でも、これまたラッキーなことに、私には協力者にできそうな人に心当たりがあった。
『あの人』なら、こちらの事情を話せばきっと手を貸してくれるだろう。
ウィロウは気付いていなかった……というより、無意識に思考から除外したせいで思い至らなかったようだけど、『あの人』だけはウィロウに魅了の魔法がかかっていることを見抜いていたから。
ウィロウのため、というのはもとより、国のためにも必ず手を貸してくれる。
そういう人なんだ、『あの人』は。
よし、そうと決まれば善は急げだ。
王太子は当然として、私の監視を担っている王家の影や、学園内の知人友人、両親にも気付かれないよう、迅速に最低限度の準備を進めないといけない。
仮病を使ったずる休みに違和感を持たれないうちに根回しして、本当に必要なものだけ持って、誰にも知られずここから姿をくらませる。
それが今、私がこなすべき最初のミッションだろう。
……いやもう本当に、初っ端からミッションの難易度が高すぎて笑えないんだよなぁ!
だけど、うん、困難なことではあるけど、不可能ではないはず。
少なからず、私の心が躍っているのがその証左だ。
王太子による支配からの脱却──私には、間違いなく、それこそがアイツを破滅させる第一歩になる、という確信があった。
ウィロウの中にいる間、私にできることなんて、ほとんど何もなかったけれど。
そんな私でも唯一できたのが、ウィロウを通して王太子を観察し、考察し、アレの弱点を見抜くことだった。
アレが何を恐れ、忌避しているか、私は知っている。
そして、『知っている』というのは、それだけで十分すぎるくらい強力なことだ。
だから私は、今までに得た知見を使って、必ず、王太子から逃げ延びてみせる。
そしていつか、絶対に、あの子を傷つけた報いを受けさせてやる。
『ざまあみろクソ野郎』って、人を弄んだヤツのみじめで無様な末路を見て嘲笑ってやるんだ。
「……だからそれまで、待っていてね」
どうか、どうか、私の気持ちがウィロウに届きますように。
ウィロウの心に、ほんのちょっとでも、安心と安寧をもたらせますように。
そんなことを祈りながら、胸のあたりに手を置いて、行方知れずのあの子にそっと語りかける。

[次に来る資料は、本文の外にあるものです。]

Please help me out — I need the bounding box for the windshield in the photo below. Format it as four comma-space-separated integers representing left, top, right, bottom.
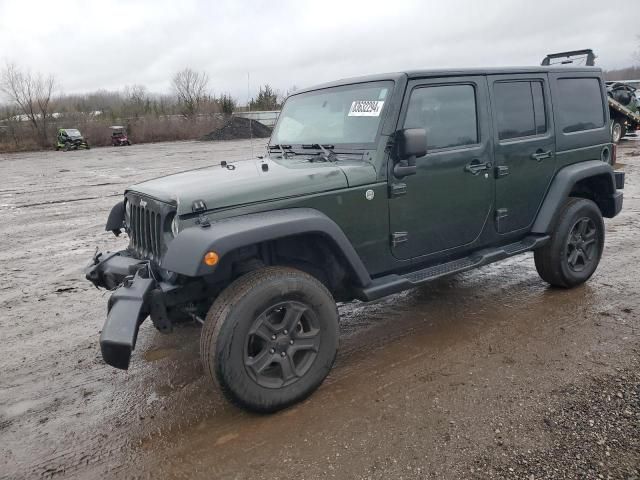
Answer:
271, 81, 393, 145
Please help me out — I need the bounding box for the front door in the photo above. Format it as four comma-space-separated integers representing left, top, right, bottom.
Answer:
389, 76, 495, 259
489, 73, 555, 234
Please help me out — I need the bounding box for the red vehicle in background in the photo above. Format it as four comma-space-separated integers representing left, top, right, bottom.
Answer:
109, 126, 131, 147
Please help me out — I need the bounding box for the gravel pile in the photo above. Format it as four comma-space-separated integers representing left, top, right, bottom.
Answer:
473, 359, 640, 480
201, 116, 271, 140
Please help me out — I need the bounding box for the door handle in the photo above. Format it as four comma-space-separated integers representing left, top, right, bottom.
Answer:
464, 158, 491, 175
531, 149, 553, 162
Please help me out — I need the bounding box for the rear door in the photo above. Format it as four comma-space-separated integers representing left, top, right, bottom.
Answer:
389, 76, 494, 259
488, 73, 556, 234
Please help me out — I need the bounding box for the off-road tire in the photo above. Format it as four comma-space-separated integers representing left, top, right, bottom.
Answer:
611, 119, 623, 144
200, 267, 339, 413
534, 198, 604, 288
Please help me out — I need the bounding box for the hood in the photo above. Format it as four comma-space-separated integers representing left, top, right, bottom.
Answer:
127, 158, 376, 215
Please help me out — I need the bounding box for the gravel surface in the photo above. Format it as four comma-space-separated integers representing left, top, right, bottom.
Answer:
0, 139, 640, 480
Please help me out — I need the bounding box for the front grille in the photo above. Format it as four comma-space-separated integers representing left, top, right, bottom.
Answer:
127, 196, 169, 263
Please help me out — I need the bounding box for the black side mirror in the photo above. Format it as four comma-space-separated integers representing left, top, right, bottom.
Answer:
393, 128, 427, 178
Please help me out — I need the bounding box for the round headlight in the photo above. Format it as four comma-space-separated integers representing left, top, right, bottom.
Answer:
171, 215, 180, 237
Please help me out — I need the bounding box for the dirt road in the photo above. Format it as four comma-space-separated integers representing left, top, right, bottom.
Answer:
0, 140, 640, 479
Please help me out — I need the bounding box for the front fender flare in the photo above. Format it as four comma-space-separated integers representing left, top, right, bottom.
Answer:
162, 208, 371, 287
531, 160, 617, 234
104, 201, 124, 236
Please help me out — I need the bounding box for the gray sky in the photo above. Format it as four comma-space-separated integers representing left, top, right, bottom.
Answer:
0, 0, 640, 103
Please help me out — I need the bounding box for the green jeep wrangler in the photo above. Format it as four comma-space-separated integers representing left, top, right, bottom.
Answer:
86, 67, 624, 412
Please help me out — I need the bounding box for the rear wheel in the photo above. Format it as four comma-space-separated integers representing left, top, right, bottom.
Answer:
200, 267, 338, 412
534, 198, 604, 288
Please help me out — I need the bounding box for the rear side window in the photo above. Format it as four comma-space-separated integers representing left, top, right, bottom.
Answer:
404, 85, 478, 149
493, 81, 547, 140
554, 78, 605, 133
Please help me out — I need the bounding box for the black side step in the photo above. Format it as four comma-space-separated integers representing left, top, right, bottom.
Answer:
358, 235, 550, 301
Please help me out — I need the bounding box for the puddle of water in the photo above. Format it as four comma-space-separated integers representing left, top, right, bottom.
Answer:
142, 347, 177, 362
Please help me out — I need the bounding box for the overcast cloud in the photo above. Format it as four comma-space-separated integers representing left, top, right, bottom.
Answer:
0, 0, 640, 103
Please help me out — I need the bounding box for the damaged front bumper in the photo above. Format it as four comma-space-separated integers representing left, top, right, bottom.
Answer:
85, 250, 209, 370
85, 252, 156, 370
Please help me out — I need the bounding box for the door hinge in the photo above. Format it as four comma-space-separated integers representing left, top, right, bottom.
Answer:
494, 165, 509, 178
496, 208, 509, 232
391, 232, 409, 247
496, 208, 509, 222
389, 183, 407, 198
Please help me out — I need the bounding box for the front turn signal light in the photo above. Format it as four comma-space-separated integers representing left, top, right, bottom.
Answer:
204, 252, 220, 267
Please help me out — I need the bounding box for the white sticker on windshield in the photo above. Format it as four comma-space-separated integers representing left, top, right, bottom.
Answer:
349, 100, 384, 117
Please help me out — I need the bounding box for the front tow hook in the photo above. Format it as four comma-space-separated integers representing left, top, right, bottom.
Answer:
100, 268, 156, 370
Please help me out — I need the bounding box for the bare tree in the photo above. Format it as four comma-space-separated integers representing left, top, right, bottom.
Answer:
0, 63, 56, 146
171, 68, 209, 118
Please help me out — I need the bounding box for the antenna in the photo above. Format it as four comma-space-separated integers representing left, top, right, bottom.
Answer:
247, 72, 255, 158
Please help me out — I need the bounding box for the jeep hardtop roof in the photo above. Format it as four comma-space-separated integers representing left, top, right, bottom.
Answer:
292, 66, 602, 96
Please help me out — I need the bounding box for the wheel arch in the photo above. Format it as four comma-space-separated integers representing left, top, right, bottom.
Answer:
531, 160, 621, 234
162, 208, 371, 287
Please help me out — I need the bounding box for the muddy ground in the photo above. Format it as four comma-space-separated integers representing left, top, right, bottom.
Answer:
0, 139, 640, 479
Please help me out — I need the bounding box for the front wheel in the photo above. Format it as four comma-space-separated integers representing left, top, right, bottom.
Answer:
534, 198, 604, 288
200, 267, 338, 412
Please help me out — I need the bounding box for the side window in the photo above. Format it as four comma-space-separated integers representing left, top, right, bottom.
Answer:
493, 81, 547, 140
554, 78, 604, 133
404, 85, 478, 149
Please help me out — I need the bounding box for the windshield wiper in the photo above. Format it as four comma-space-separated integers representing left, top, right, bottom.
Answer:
267, 143, 296, 158
302, 143, 338, 162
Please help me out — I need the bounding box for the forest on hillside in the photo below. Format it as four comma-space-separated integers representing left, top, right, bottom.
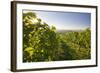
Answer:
23, 12, 91, 62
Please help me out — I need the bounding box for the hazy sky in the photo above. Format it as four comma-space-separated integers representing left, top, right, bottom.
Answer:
23, 11, 91, 30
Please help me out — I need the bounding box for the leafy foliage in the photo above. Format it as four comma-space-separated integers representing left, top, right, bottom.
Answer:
23, 12, 91, 62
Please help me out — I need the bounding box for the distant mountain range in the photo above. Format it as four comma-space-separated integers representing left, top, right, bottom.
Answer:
57, 28, 91, 33
57, 30, 82, 33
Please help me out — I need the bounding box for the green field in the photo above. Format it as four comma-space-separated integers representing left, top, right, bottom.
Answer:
23, 12, 91, 62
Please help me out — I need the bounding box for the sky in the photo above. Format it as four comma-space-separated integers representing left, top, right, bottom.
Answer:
23, 11, 91, 30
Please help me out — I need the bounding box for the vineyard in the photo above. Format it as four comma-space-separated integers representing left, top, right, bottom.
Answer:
23, 12, 91, 62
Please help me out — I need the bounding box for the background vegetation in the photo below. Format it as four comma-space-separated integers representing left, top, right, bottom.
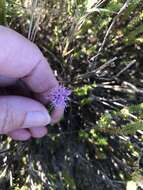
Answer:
0, 0, 143, 190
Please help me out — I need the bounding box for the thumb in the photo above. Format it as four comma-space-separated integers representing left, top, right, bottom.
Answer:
0, 96, 51, 134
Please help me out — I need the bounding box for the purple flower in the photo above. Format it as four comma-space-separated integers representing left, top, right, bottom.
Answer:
48, 86, 71, 107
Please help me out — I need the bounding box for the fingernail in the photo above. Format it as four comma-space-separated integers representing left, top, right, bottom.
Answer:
23, 111, 51, 128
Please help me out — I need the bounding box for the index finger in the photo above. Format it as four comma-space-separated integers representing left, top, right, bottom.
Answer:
22, 57, 64, 123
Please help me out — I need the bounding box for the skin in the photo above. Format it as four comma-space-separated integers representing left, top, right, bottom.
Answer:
0, 26, 64, 141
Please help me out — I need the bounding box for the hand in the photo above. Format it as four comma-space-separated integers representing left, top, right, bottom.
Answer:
0, 26, 64, 140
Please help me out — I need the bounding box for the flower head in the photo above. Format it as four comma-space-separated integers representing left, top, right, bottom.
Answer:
48, 86, 71, 107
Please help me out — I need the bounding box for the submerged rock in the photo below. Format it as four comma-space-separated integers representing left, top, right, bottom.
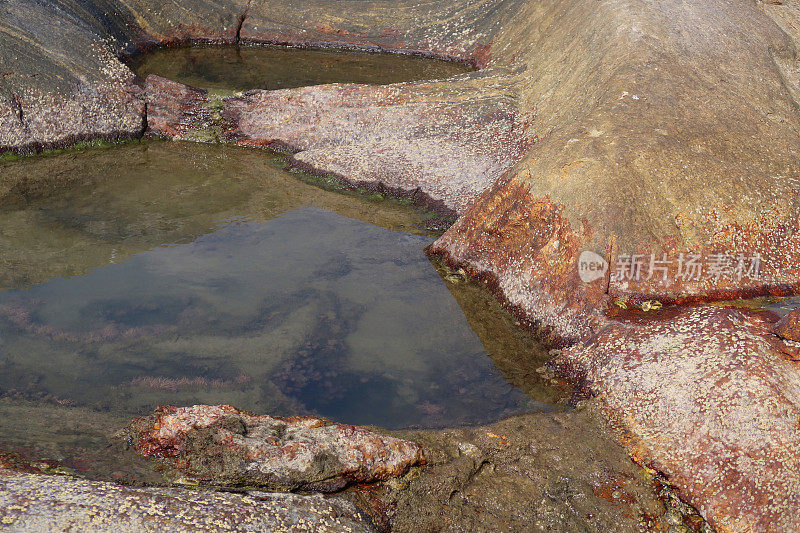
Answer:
772, 309, 800, 342
0, 469, 374, 532
556, 307, 800, 532
374, 402, 676, 533
128, 405, 425, 492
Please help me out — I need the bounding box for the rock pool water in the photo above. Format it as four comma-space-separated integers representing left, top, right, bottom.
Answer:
132, 45, 470, 91
0, 141, 555, 480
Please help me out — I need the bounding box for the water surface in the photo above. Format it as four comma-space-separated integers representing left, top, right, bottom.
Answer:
133, 45, 470, 91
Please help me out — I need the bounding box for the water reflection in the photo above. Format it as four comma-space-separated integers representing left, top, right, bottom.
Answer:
133, 45, 470, 91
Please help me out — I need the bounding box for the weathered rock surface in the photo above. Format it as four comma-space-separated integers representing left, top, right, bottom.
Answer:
129, 405, 425, 492
556, 307, 800, 532
7, 0, 800, 530
0, 0, 800, 332
772, 309, 800, 342
0, 470, 374, 532
144, 74, 208, 138
223, 78, 526, 212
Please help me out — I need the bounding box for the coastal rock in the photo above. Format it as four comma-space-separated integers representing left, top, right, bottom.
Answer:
0, 469, 374, 532
223, 78, 528, 213
380, 402, 676, 533
772, 309, 800, 342
555, 307, 800, 532
144, 74, 208, 138
128, 405, 425, 492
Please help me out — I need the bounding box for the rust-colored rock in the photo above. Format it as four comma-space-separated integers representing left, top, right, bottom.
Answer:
145, 74, 207, 137
0, 466, 375, 533
223, 82, 528, 212
556, 307, 800, 532
772, 309, 800, 342
129, 405, 425, 492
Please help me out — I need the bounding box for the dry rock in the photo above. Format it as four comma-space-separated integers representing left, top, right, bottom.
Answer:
0, 469, 374, 533
129, 405, 425, 492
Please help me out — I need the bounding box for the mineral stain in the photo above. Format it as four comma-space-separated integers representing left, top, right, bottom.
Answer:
131, 45, 471, 91
0, 141, 556, 480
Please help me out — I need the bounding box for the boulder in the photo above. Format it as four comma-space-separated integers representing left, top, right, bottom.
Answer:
772, 309, 800, 342
127, 405, 425, 492
0, 469, 375, 533
555, 307, 800, 532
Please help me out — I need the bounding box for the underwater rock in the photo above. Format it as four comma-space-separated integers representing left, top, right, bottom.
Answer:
127, 405, 425, 492
555, 307, 800, 532
144, 74, 208, 138
0, 469, 375, 532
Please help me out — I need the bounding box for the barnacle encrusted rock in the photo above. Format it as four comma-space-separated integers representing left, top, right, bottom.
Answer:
772, 309, 800, 342
0, 0, 800, 340
129, 405, 425, 492
555, 307, 800, 533
0, 469, 375, 533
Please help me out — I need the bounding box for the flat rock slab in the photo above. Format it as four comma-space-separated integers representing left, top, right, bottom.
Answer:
556, 307, 800, 532
128, 405, 425, 492
0, 470, 374, 533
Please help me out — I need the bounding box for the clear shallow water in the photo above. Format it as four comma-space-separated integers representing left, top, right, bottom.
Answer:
133, 45, 471, 91
0, 142, 553, 446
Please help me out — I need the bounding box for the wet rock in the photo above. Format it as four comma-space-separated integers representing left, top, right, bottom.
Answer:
0, 0, 144, 153
144, 74, 208, 138
128, 405, 425, 492
372, 402, 668, 532
223, 81, 527, 212
556, 307, 800, 532
772, 309, 800, 342
0, 470, 374, 532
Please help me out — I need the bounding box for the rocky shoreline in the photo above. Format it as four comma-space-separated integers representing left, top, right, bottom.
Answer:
0, 0, 800, 531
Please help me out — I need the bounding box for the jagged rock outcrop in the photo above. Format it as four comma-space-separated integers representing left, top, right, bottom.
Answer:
0, 0, 800, 531
129, 405, 425, 492
555, 307, 800, 533
0, 469, 375, 533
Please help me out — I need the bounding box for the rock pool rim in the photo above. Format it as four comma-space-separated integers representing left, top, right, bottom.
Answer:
122, 38, 486, 72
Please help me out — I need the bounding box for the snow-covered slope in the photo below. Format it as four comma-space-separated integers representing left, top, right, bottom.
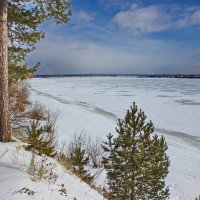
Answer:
0, 141, 103, 200
30, 77, 200, 200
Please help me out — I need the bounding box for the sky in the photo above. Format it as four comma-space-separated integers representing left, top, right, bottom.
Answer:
27, 0, 200, 74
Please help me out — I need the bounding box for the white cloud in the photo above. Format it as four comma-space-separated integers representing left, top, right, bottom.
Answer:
75, 10, 95, 21
112, 4, 200, 34
99, 0, 133, 9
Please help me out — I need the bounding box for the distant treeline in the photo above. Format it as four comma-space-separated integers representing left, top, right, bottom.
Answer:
35, 74, 200, 79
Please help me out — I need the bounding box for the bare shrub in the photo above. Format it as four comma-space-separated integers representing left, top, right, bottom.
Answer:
9, 83, 30, 129
87, 137, 104, 168
0, 150, 8, 159
25, 121, 57, 157
27, 152, 58, 184
29, 102, 47, 120
195, 195, 200, 200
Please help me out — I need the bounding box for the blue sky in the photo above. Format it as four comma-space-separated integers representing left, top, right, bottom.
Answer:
28, 0, 200, 74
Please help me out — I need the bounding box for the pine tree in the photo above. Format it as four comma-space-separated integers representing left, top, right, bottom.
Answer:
0, 0, 71, 142
102, 103, 170, 200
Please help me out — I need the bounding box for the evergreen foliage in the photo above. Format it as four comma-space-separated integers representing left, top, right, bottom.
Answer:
70, 138, 93, 184
26, 120, 57, 157
8, 0, 71, 84
102, 103, 170, 200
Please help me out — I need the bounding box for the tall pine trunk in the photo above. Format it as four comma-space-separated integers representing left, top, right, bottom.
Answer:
0, 0, 12, 142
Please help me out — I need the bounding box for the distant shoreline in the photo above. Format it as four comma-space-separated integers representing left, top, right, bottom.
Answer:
34, 74, 200, 79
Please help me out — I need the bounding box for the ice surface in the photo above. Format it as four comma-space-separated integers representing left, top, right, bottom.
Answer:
30, 77, 200, 200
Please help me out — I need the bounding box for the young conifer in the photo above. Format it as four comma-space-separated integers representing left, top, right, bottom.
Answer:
70, 138, 93, 184
26, 120, 57, 157
103, 103, 170, 200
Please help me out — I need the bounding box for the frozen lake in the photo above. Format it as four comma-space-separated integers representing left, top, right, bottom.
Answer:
30, 77, 200, 200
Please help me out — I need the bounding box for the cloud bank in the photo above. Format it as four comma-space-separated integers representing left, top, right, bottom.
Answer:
112, 4, 200, 34
28, 35, 200, 74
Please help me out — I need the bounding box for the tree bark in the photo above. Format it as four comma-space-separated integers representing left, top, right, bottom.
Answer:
0, 0, 12, 142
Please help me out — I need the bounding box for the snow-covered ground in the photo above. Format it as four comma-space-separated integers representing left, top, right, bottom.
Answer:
30, 77, 200, 200
0, 141, 104, 200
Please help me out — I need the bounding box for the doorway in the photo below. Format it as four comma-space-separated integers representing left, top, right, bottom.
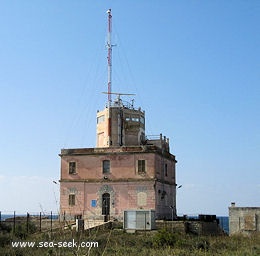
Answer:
102, 193, 110, 221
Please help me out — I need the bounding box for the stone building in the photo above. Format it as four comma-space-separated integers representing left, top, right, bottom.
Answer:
60, 97, 176, 219
229, 203, 260, 235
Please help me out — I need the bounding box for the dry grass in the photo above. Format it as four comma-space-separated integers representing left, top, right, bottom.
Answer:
0, 221, 260, 256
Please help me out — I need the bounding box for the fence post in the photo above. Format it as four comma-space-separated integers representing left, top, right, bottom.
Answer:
51, 211, 52, 236
13, 211, 15, 233
40, 212, 42, 232
26, 212, 30, 234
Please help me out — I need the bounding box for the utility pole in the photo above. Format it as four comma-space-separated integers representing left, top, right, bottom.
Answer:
107, 9, 112, 107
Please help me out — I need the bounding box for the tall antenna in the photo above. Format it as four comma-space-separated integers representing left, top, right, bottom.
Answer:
107, 9, 112, 107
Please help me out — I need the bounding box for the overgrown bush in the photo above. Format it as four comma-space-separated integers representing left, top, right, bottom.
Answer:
153, 229, 176, 247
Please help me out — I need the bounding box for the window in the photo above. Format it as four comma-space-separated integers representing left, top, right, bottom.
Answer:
132, 117, 139, 122
103, 160, 110, 173
138, 160, 145, 173
97, 115, 105, 124
164, 164, 168, 177
69, 162, 76, 174
69, 194, 76, 206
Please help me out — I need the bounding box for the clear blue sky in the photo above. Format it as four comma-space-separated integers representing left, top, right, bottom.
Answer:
0, 0, 260, 215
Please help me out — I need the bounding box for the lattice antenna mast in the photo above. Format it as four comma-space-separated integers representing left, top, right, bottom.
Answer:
107, 9, 112, 107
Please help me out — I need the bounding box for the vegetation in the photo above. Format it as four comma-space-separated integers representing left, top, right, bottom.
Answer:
0, 221, 260, 256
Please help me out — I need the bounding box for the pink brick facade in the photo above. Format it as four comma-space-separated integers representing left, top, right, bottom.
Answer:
60, 146, 176, 219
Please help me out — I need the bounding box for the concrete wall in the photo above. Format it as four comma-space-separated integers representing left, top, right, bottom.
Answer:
61, 181, 155, 220
60, 146, 176, 219
229, 204, 260, 235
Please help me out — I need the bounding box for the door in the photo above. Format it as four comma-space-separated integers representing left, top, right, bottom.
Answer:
102, 193, 110, 216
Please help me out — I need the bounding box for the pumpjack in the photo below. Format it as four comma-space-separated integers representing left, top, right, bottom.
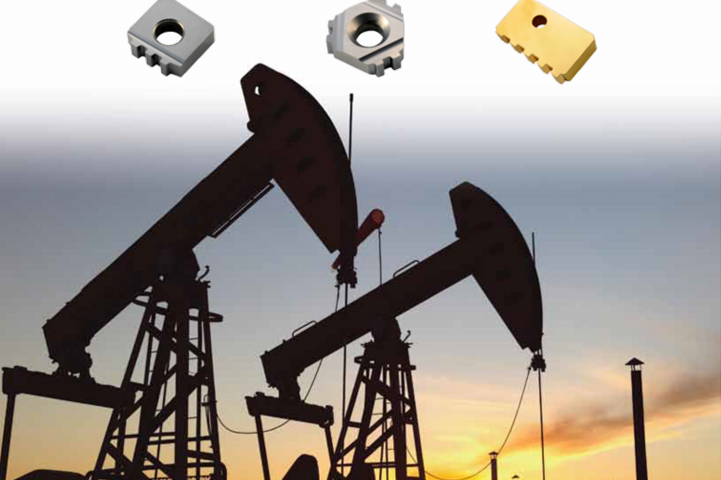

──私はウィロウの一部であって、決してウィロウではない存在。
前世に大きく寄った思考と言動という、決して小さくはない王太子が知らないことがある限り、王太子から逃亡し、アイツを破滅させることの成功率はそこそこあるはずだ。
あの子のためにも、私は、私にできる十全の策と行動を取ろう。
それからあとのことは、天運が私に味方してくれるかどうかに懸かっている。
言うなれば、『人事を尽くして天命を待つ』ってヤツだ。
……。
……、……。
……魅了にかかっていた時のウィロウが、うっかり神様を軽んじるような言動を取ってしまったけれど、それが悪い方向へ作用しないことを願うしかないなぁ。
さて、それじゃあ気を取り直して、まずは逃亡計画の第一段階と行こう。
協力者候補の『あの人』に向けて、手紙をしたためるとしようか。